In 1970 Charles was appointed the Charles Eliot Norton Professor of Poetry at Harvard University. The Norton chair is traditionally held by an individual who has made a significant contribution to literature, music, or the fine arts. The individual is asked to deliver a series of lectures at Harvard, which are open to the university community. The announced topic of Charles’s lectures was “Problems Relation to Visual Communication and the Visual Environment.” He delivered six lectures over a six-month period (October 1970 to April 1971), first at the Loeb Drama Center and then at the Harvard Theater, where the lectures were moved to accommodate the large crowds who came to hear Charles Speak.
The second lecture in the Norton Lectures was delivered at the Loeb Drama Center on November 2, 1970. After reviewing the main points of the previous lecture, Charles presented his autobiography, which he organized according to pivotal influences on his life (for example, discovering his father’s old photographic equipment and teaching himself wet-plate photography before he learned that film had been invented).
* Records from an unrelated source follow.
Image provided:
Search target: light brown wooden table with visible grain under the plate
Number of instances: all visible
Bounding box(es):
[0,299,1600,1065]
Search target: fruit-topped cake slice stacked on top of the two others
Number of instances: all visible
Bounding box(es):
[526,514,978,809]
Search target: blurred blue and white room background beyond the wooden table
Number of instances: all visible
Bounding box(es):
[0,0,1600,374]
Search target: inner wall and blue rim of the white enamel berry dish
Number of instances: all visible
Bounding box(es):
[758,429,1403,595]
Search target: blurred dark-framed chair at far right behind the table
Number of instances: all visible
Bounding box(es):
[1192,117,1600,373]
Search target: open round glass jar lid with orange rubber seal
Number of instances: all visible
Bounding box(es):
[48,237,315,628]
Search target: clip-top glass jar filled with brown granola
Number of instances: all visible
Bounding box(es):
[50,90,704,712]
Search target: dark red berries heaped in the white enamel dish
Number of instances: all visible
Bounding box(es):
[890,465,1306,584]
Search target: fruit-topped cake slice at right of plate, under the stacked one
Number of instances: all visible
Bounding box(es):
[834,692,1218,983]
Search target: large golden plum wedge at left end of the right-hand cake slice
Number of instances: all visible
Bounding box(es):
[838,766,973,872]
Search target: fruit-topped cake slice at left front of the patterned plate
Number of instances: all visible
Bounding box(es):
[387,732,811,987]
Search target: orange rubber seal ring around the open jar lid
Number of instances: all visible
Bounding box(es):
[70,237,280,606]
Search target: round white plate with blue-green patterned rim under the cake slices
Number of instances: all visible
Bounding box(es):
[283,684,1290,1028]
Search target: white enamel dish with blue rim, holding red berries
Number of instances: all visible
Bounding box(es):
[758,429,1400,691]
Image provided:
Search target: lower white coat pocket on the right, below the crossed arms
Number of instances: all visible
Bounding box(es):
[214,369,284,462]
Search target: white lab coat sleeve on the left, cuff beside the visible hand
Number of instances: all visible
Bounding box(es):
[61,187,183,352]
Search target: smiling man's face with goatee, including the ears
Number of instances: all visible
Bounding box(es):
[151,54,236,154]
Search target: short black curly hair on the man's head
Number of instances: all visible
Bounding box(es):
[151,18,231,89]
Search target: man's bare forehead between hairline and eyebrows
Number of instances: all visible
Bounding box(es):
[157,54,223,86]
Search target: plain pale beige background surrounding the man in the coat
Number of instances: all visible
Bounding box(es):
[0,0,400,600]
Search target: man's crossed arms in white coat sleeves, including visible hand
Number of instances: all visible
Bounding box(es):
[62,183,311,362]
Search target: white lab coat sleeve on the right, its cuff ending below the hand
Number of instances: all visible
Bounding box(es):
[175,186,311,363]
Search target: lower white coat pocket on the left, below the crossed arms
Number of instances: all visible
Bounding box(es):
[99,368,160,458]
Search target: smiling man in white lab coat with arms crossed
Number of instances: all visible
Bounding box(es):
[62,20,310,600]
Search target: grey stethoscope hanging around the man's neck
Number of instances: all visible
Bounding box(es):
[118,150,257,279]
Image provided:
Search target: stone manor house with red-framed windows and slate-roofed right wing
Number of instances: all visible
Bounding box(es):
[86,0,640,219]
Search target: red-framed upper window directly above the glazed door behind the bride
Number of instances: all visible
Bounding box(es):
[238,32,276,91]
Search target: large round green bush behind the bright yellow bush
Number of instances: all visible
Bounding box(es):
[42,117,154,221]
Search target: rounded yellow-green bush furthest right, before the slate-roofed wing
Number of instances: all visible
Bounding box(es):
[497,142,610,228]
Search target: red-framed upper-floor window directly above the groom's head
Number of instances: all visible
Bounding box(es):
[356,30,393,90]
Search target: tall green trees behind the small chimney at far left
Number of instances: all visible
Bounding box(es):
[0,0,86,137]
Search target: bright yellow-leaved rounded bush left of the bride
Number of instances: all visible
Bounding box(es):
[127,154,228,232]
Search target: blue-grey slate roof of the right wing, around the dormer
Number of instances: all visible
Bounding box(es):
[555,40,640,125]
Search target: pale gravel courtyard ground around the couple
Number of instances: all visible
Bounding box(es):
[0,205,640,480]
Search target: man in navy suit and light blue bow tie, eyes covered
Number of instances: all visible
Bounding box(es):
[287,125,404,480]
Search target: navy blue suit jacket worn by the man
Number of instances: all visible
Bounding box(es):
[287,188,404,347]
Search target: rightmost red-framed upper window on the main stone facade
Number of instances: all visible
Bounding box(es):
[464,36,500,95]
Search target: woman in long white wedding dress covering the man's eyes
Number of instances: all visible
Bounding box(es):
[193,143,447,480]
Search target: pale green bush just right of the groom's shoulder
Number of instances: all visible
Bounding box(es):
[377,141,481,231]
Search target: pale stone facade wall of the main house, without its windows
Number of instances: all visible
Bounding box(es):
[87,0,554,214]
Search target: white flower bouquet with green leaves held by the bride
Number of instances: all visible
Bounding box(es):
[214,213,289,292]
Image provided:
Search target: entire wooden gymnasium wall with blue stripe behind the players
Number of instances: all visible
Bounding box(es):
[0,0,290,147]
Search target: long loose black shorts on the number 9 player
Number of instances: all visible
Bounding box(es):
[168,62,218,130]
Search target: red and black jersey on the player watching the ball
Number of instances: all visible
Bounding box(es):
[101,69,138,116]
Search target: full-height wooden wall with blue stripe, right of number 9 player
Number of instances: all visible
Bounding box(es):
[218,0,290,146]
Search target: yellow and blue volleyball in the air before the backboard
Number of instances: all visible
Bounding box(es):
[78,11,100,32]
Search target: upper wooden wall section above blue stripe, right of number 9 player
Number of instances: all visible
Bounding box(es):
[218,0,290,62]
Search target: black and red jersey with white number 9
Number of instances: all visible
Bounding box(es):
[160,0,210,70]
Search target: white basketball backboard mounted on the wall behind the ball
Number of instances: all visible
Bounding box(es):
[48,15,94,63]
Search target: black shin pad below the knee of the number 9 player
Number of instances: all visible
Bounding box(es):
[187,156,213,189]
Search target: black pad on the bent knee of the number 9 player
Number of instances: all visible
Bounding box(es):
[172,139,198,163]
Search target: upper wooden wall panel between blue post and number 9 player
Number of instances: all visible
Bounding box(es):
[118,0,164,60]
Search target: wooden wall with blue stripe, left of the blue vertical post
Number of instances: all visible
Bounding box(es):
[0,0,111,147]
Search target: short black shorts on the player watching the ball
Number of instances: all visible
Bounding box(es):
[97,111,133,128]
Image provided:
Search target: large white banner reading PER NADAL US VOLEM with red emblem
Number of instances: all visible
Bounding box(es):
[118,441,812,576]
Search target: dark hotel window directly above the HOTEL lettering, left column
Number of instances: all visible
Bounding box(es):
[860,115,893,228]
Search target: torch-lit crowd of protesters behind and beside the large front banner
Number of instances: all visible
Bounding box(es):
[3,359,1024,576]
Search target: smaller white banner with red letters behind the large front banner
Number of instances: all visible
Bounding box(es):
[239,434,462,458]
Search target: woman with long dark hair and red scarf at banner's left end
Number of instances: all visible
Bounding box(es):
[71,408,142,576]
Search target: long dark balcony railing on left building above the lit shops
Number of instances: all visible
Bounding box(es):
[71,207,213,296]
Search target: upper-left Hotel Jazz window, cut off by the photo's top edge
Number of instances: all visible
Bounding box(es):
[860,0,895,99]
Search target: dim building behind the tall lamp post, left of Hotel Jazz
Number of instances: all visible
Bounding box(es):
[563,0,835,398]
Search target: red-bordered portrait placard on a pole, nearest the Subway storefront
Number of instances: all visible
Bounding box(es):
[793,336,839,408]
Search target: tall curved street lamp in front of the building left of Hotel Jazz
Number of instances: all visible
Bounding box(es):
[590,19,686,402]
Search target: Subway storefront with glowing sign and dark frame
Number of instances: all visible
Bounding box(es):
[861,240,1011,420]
From his biographical notes, he moved into the central points of his lecture, the “realities of changing needs and the necessity to devise visual models for matters of practical concern where linear description isn’t enough.”
The film Image of the City and the Louvre slide show was shown as visual evidence that “while it is not possible to predict what the next problems will be, or to prepare specifically for them, it is possible to cultivate a feeling of security about the process of change and the capacity to adapt to it.”
The Louvre slide was used to illustrate the cultivation of enthusiasms and affections and to encourage respect for “things” in themselves as an integral part of life and work.
The film Day of the Dead, made in honor of the Mexican religious celebration, and the slide show Cemeteries were shown at the conclusion of the lecture as examples of the special, necessary place in our lives for formal ritual.